The cow turned and rumbled into the timber with the rest of the herd following behind her.

“That was cool to see them,” Price said. “I meant to ask you: Did the elk come by our position this morning after we had left?”

“Yup.”

“Well, damn. That was probably the only chance I’ll ever have to harvest one in the wild.”



* * *





As they worked their way across the rockslide, Price said, “Earl said he’d contacted ConFab a bunch of times, but I never heard about it. Maybe his complaints worked their way up through the hierarchy until they got to my office and Tim saw them. Maybe Tim fielded them and kept it secret—whatever it was—from me. He’s a schemer, and I wouldn’t put it past him. Maybe Tim knew about Earl being out here, and he certainly knew about my desire to go elk hunting. He must have put two and two together.”

“It was Tim who contacted our governor on your behalf,” Joe said, nodding to himself.

“Well, there you go.”

Joe checked his wristwatch. It was midafternoon and snowing hard. They had three hours before it would start to get dark. He tried to estimate the time it would take on foot to hike down out of the mountains and locate the trailhead.
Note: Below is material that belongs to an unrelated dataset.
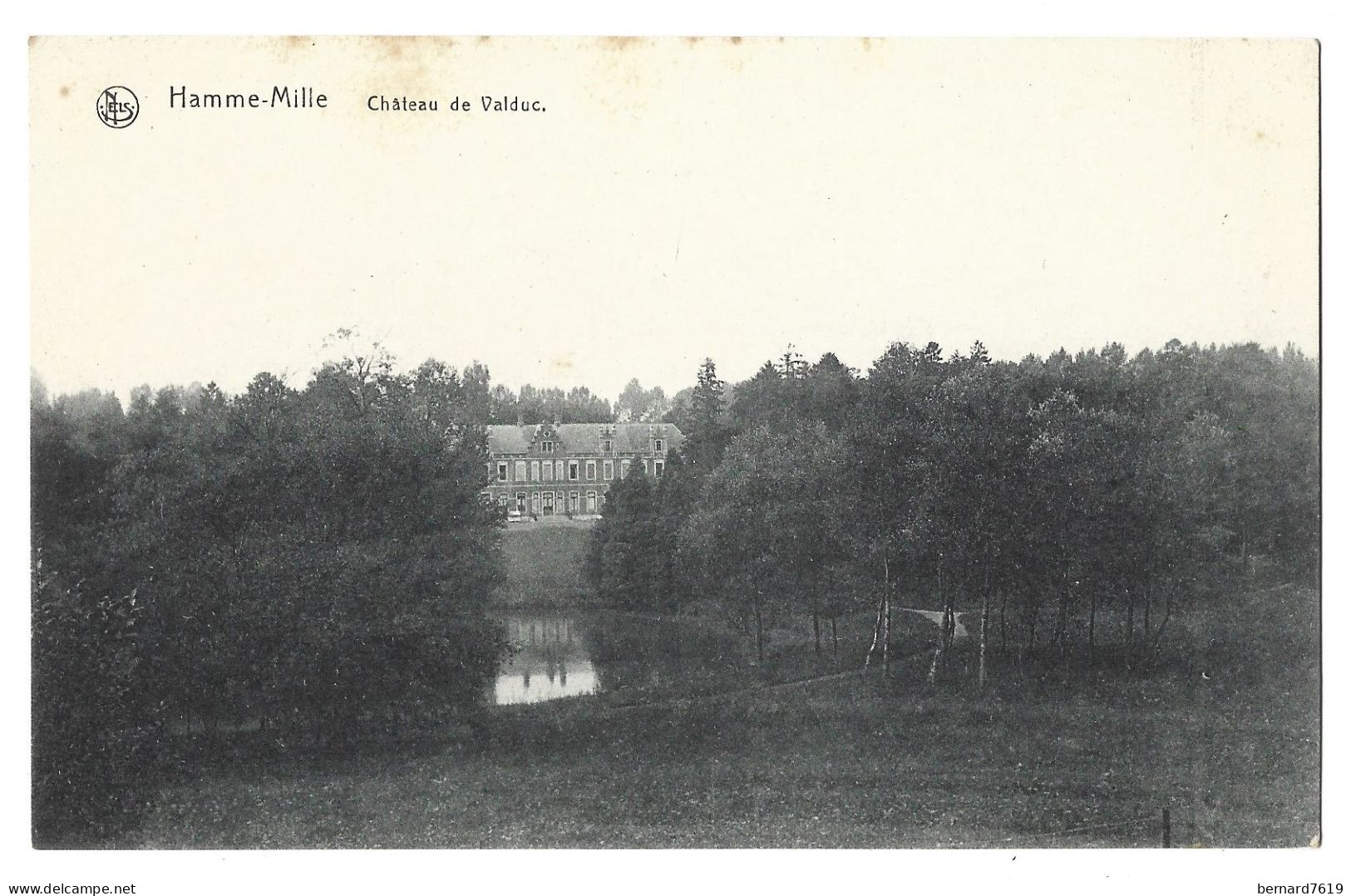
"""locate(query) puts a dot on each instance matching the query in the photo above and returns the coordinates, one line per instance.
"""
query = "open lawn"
(544, 564)
(1225, 733)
He estimated twelve to fifteen hours at least, since they’d ventured so far away from the most direct route.

“I believe in forgiveness,” Price declared. “Tim doesn’t.”
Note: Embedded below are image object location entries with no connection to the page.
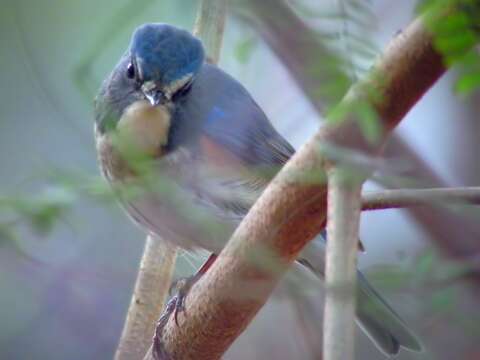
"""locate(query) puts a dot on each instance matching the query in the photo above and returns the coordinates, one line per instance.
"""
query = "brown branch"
(292, 209)
(299, 51)
(151, 290)
(395, 199)
(158, 261)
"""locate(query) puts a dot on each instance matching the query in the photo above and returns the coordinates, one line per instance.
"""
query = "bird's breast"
(141, 130)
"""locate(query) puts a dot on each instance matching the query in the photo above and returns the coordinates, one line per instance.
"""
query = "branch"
(300, 51)
(210, 26)
(341, 265)
(292, 210)
(149, 295)
(395, 199)
(156, 269)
Then: “We’re going to die out here, aren’t we?”

“Maybe.”

“I was kind of hoping you’d say something else.”

“Sorry.”

“It’ll go viral,” Price said. “I’d kind of like to see it blow up.”



* * *





Joe noted a flicker in the lower branches of the spruce trees just ahead of them, so he stopped and squinted. Price bumped into him before backing off.

Through the tangle of boughs there was a flap of wings and a chicken-sized bird landed heavily on the ground and began strutting between the tree trunks. There were maybe a dozen others, Joe guessed, half in the trees and half on the ground.

“What are they?” Price asked.

“Pine grouse,” Joe said. “Some people call them fool hens.”

“Why?”

Joe backed up and Price followed.

Joe searched through a tangle of downed branches until he found two that were about three feet long and still green enough to be solid and heavy with sap. He trimmed the dried shooters off the bark and handed one to Price.

“They’re called fool hens because sometimes they’ll stay in one place long enough that you can whack their head off with a stick.”

“Why would we do that?” Price asked incredulously.

“They’re good to eat,” Joe said. “Pine grouse have saved me before.”

Joe cleared some space and demonstrated to Price how to swing the stick like a baseball bat. Price did a practice swing.

The two of them walked abreast back into the trees where they’d seen the birds. Joe stepped up behind the nearest one and took aim. The swing resulted in a thunk sound and the grouse bounced up and down on its back in its death throes. Joe stepped over it and targeted another that launched into flight as he neared it. The bird flew so close to his head that he felt the tips of feathers on his neck.